Drive-by protest was peaceful
Saturday’s gathering wasn’t the only protest that took place in Port Alberni last week.
On Thursday, June 4, Port Alberni teacher Joy Couttenier organized a Peaceful Drive By Protest outside of the Port Alberni RCMP detachment in order to comply with COVID-19 social distancing restrictions.
“I was trying to plan something that was safe, but I still wanted to show that we could still show our voice,” said Couttenier.
Couttenier said she was “pleasantly surprised” by the turnout. Around 50 people showed up to stand outside of the RCMP detachment or drive around the detachment, carrying signs to protest racism and police brutality.

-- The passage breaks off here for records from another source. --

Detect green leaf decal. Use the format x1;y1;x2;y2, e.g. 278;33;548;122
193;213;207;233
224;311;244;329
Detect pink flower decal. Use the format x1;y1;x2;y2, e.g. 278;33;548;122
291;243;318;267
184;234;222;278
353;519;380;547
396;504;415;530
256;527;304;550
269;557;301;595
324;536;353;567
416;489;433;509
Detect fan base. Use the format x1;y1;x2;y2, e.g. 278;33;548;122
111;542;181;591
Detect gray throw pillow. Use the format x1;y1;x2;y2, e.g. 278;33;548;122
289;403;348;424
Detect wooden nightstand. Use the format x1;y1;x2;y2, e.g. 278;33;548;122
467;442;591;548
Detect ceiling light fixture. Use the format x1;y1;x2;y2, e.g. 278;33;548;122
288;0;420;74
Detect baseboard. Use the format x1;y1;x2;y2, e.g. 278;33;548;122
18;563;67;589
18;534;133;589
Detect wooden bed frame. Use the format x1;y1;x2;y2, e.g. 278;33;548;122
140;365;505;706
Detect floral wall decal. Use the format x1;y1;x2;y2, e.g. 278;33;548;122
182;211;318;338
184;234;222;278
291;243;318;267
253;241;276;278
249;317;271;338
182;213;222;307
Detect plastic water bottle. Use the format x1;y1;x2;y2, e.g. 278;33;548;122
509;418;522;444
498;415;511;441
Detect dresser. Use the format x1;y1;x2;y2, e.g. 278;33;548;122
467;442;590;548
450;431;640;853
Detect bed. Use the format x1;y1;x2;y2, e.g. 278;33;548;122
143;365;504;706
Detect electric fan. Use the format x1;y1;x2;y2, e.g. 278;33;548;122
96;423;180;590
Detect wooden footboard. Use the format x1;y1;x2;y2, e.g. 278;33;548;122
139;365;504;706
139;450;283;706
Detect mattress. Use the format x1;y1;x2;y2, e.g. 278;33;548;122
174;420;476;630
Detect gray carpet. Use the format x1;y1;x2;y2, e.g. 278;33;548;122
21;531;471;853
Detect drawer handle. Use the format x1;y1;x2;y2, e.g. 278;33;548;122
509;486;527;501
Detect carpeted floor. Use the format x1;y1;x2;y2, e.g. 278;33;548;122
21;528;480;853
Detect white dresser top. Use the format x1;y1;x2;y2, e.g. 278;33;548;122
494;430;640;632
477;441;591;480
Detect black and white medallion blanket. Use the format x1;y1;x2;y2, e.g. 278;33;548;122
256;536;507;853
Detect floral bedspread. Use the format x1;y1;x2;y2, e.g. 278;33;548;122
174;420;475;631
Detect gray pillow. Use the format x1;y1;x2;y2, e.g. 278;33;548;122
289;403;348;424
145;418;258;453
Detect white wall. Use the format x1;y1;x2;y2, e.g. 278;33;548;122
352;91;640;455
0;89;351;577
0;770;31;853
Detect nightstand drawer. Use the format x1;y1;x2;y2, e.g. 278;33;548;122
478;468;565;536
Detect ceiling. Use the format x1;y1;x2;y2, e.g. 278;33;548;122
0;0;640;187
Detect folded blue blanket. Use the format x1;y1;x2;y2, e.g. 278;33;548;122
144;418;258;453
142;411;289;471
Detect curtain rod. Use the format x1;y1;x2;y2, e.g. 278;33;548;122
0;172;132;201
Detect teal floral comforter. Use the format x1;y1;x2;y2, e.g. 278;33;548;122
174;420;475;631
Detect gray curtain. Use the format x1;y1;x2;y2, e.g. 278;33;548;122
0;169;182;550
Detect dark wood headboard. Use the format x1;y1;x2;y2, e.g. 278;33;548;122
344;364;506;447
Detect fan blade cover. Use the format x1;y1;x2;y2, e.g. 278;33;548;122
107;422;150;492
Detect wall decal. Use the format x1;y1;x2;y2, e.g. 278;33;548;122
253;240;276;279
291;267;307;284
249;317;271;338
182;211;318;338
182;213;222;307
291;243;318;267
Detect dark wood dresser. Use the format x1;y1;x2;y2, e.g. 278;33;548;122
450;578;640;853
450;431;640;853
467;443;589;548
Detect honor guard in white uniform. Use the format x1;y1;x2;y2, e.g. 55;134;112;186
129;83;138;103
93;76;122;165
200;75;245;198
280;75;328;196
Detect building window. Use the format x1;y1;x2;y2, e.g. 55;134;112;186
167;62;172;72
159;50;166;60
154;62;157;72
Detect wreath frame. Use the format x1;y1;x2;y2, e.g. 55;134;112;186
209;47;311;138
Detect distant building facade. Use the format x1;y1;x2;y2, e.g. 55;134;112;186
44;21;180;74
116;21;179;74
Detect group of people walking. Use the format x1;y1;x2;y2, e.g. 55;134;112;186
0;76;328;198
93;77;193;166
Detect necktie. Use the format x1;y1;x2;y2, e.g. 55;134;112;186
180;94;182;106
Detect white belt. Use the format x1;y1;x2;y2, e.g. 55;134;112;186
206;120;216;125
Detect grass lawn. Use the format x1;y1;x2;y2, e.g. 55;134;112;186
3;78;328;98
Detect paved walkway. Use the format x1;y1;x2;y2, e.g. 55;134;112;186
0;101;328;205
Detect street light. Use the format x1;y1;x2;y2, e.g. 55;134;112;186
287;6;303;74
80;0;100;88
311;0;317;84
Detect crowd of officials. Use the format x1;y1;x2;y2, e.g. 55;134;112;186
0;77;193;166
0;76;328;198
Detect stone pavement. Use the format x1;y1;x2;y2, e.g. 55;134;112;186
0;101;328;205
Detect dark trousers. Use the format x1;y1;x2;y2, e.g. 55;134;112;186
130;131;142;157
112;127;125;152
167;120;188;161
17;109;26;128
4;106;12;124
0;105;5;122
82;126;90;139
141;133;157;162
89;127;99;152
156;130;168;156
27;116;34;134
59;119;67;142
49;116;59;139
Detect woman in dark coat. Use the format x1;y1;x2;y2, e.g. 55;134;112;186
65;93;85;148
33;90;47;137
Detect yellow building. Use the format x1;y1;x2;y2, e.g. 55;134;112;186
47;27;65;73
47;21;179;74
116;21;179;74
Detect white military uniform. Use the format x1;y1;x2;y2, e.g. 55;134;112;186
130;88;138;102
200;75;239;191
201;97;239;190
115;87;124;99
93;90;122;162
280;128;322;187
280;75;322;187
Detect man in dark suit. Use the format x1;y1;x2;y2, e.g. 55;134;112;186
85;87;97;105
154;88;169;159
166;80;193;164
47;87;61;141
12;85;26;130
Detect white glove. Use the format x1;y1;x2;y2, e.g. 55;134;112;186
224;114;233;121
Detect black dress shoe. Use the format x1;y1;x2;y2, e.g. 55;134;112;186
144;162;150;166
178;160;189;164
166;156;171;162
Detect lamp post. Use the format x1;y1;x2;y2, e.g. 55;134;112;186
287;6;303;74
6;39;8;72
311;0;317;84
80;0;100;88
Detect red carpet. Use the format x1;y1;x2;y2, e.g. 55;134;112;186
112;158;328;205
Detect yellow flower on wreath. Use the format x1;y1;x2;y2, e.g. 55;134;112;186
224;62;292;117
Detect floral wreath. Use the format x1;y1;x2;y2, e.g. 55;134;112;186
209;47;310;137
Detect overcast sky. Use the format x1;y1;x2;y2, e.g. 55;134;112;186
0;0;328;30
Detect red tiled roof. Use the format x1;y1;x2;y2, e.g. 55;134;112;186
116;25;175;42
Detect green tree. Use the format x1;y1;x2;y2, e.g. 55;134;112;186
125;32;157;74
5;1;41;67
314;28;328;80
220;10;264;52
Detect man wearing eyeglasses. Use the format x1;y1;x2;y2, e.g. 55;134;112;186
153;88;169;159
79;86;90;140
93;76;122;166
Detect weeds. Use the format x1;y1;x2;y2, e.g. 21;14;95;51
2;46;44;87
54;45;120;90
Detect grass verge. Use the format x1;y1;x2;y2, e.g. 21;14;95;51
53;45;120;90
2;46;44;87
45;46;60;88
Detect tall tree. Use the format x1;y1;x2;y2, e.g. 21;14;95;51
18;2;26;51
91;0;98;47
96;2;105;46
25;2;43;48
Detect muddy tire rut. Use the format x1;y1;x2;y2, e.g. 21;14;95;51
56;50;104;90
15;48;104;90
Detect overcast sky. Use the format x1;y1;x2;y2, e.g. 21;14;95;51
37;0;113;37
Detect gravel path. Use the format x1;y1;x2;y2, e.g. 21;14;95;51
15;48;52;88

Cars stopped and parked for one minute of silence in front of the detachment to remember George Floyd, a black man who lost his life at the hands of police in Minneapolis, Minnesota last month.
Couttenier said that she originally organized the protest to support one of her students, who was experiencing racial discrimination.
“I had a lot of support from a lot of people,” she said.
She explained that she did not want the drive by protest to be a “protest against police,” and reached out to the RCMP detachment for help organizing the event.
“They helped me plan and organize how to meet,” she said. “It is difficult to come together in COVID times, but it worked out well.”